The required methods for each hardware type are the ones whose None default would leave the trampoline unable to function. Those are called out per type in Per-Type Capabilities.

Error Handling

When a method raises an exception, the host script catches it, forwards the exception type, message, and traceback to Blackchirp, and continues running. The traceback appears in the log panel (level Error), and the C++ trampoline treats the call as failed. The subprocess does not exit — subsequent calls dispatch normally.

This means a driver can let exceptions propagate from self.comm.query (for example, ConnectionError when the device times out) without special handling. For methods that must return a sentinel rather than raise — for example, hw_read_flow returning -1.0 on a transient read failure — catch the exception explicitly and return the documented sentinel value.

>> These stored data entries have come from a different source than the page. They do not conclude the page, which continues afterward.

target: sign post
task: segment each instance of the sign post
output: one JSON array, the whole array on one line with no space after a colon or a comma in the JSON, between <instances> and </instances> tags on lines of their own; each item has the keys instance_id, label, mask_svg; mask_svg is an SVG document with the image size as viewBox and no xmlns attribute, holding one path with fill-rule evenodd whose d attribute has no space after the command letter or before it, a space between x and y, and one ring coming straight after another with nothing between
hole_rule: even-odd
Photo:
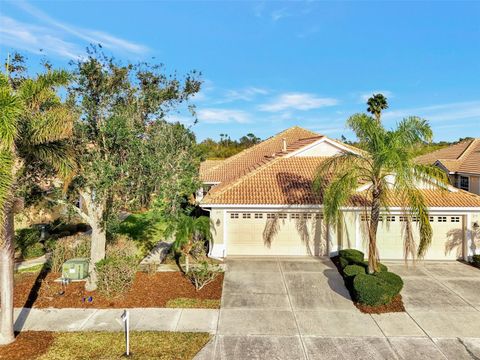
<instances>
[{"instance_id":1,"label":"sign post","mask_svg":"<svg viewBox=\"0 0 480 360\"><path fill-rule=\"evenodd\" d=\"M123 312L122 321L125 323L125 356L130 356L130 312L128 310Z\"/></svg>"}]
</instances>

Method calls are dispatched serially on the subprocess’s main thread. A long-running method blocks subsequent calls. For acquisition loops, use a background thread (see self.digi — push-style waveforms).

Driver Skeleton

The following skeleton applies to most hardware types. Replace the class name and add hardware-specific methods from Per-Type Capabilities.

class MyDriver:
    def initialize(self):
        self.log.log("driver initialized")
        self._state = {}

    def test_connection(self):
        response = self.comm.query("*IDN?\n")
        ok = bool(response.strip())
        if not ok:
            self.log.error("no response to *IDN?")
        return ok

    def prepare_for_experiment(self, config):
        # configure hardware from config dict
        return True

    def begin_acquisition(self):
        pass

    def end_acquisition(self):
        pass

    def sleep(self, sleeping):
        pass

    def read_settings(self):
        pass

    def read_aux_data(self):
        return {}

The Overview page covers how Blackchirp finds, launches, and reloads the script. The Reloading and Editing a Script page covers the Reload Script and Open in Editor controls used while a driver is being developed.